[Popcon-developers] Accessing popcon data

Wed Mar 23 20:06:51 UTC 2011

Hi Bill,

Thanks for your inputs about this, they are very much appreciated!

2011/3/23 Bill Allombert <Bill.Allombert at math.u-bordeaux1.fr>:
>
> I will come to that later. But for now, I like to define a leak as the
> possibility to guess information about the data that is not provided by
> the current popcon.debian.org.
>
In fact I was only worried about avoiding privacy leaks to ensure
users privacy. I don't get what is the problem of providing more
information than what is currently provided by popcon reports (except
that it should be agreed here first), given that we safeguard users
individual records.

Don't you think it could contribute to make Debian better?

If we manage to develop an accurate enough recommender such a system
would help users to meet potentially desired packages. Assuming that
it would increase package popularity in general, we would be improving
Debian (more users, more bug reports, more contributors etc).

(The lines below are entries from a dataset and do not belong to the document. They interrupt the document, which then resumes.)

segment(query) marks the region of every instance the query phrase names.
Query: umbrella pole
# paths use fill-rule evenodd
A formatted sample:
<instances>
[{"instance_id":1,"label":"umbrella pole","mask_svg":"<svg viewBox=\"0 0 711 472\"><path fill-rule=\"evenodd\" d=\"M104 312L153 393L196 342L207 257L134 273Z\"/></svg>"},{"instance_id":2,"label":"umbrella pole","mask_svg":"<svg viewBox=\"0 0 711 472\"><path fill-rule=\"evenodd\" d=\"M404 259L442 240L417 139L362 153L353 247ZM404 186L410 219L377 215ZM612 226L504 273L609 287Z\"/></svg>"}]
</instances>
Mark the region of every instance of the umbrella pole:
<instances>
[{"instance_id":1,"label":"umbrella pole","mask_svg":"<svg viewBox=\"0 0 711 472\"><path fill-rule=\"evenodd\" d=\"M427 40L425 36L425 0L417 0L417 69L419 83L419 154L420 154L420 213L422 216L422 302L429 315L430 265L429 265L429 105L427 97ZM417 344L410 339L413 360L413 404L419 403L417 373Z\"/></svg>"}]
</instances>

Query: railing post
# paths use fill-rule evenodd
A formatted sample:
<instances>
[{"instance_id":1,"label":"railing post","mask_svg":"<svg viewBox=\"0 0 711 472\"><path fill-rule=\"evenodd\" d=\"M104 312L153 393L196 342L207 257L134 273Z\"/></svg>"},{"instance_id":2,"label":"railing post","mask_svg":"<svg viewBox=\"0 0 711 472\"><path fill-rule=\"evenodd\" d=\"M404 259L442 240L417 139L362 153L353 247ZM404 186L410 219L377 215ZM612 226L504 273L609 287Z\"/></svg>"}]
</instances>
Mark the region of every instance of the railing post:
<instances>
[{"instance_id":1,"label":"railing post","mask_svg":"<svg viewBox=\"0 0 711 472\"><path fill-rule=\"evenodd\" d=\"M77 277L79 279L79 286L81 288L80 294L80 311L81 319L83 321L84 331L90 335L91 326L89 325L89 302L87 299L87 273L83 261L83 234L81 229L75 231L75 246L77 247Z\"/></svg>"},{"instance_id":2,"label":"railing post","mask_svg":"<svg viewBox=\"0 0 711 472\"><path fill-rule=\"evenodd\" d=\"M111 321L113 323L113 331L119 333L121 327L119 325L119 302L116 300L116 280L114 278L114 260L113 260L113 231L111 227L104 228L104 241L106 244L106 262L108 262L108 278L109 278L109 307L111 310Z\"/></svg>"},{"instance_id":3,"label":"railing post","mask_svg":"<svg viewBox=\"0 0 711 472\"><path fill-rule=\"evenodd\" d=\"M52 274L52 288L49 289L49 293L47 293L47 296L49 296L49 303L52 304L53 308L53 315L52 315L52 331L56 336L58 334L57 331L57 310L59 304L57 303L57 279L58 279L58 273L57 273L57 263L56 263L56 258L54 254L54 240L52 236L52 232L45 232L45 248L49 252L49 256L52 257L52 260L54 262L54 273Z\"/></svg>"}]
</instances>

> Let consider D to be the data set you are using, R the
> recommender, q a query and C the recommendation.
>
> We have the equation R(D,q)=C.
>
> Now assume that someone has access to the code source of R and is able to make
> an infinite number of query to R. They can ask themself: what are all the
> possible datasets D such that R(D,q)=C for all query ?
> The less datasets are possible, the more information is leaked.
>
> For example, they might know that user X has packages foo1, foo2, foo3 installed,
> and they want to know whether it is likely that X has installed bar1, bar2 or bar3.
> So they might submit queries to the recommender and see whether it suggests
> bar1, bar2 or bar3.
>
I agree with you, but again, I don't think this kind of association is
a problem. I believe quite the opposite actually. I think it might be
useful to know that some packages are usually together even though
they are not dependent from each other. This kind of info might be
useful for QA, for example.

> Or they have found a security issue in package bar, and are looking at server running
> bar. They can search web servers that run such and such webservice packages (for example they
> can check whether the server run the Debian version of apache, etc) and they might use
> the recommender to find a set of webservices that is correlated to the installation of the
> package bar.
>
> Theses are passive attacks. But of course, they could submit hand-crafted popcon reports
> to affect the dataset and change the behaviour of the recommender to increase their chance
> of success.
>
This is a central issue about data mining. When we help people to
better understand a collection of data we let them free to use this
knowledge as they want. And in fact this could be extrapoled to any
field of science. You never know if what you are
researching/developing will be used for evil things. It's a pitty.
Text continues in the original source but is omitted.